As the title says. I go for a 20 minute walk and when I stop moving, I’m not feeling tired or even agitated at all, yet my legs feel like they’re pulsating in different areas, always near the skin. It’s not synchronised with my heartbeat. It stops after a few minutes.
Chat GPT says these are just muscle twitches caused by dehydration or lack of electrolytes. I’m not convinced. Why does it feel almost on the skin and not deeper in the muscles? Why do I feel it after a 20 minute walk that doesn’t make me sweat but I don’t feel it after a 40 minute leg focused workout??? Wouldn’t that be more strenuous on the legs?? Does this thing even have a name?
Thanks
Maybe it’s the same thing I recently had. After running a half marathon in April this year and cycling another 20km from and to the course, I also had some weird muscle cramps when finally taking a rest. It was almost like something was crawling under my skin. My muscles felt like they were cramping together and releasing very quickly and very locally in tiny spots all over my calves. It was such a surreal feeling. Kinda creepy and weird, but at the same time also kinda nice and satisfying.
I think your experience sounds like the benign fasciculation another lemming described. Look for the video link among the comments
it’s perfectly normal for muscles to twitch after an exercise, and when you get a muscle twitch like that it usually feels like it’s near the skin. your muscles are having trouble recovering and it’s either because they’ve been overworked, or you’re dehydrated, or you’ve been taking stimulants, or you’ve got low magnesium.
Don’t ask medical questions of chat gpt. You may as well shake a magic 8 ball. Your legs are probably fine. Bodies just do weird stuff sometimes
I know my legs are fine. All I want to know is a name for this sensation and what causes it. Yes, I want to know about the weird stuff the body does, why is it wrong to ask chatGPT or google?
LLMs are stochastic parrots. They just repeat the phrases most often used together in their training data in association with the words on your prompt. It’s like seeking medical advice from the predictive text on your phone keyboard.
Why is this question considered medical advice? Also, considering most common facts are parroted correctly out of LLMs, why is it wrong to search for answers there first?
You’re not supposed to use your legs for walking. That’s wrong.
Benign fasciculation. It only used to happen after walking, and in my quads and calves. I swam competitively in division III and never happened in my upper body. I never worried about it. For folks that don’t understand the minimal and random nature of the ticks, here’s a good video.
That’s so interesting, thanks for sharing the link. But in my case, nothing moves.

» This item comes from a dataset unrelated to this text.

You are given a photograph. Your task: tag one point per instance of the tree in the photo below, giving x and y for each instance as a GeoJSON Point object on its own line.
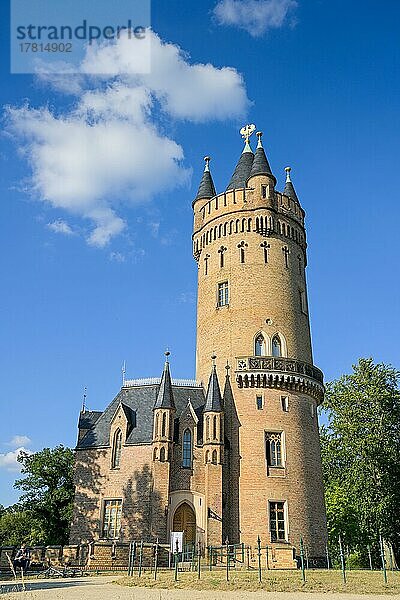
{"type": "Point", "coordinates": [361, 454]}
{"type": "Point", "coordinates": [48, 491]}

After reading some replies and googling more I’m more inclined to think it’s just the capillaries and small arteries delivering blood to the skin with different amounts of delay.
Have you checked your blood pressure?
No, I don’t have the means. Why would it be the blood pressure?
Many chemists and supermarkets have automated blood pressure check machines. Some are even free.
I can get to take home a device to chek my pressure for free?
No, just a one off test on a machine that you out your arm into.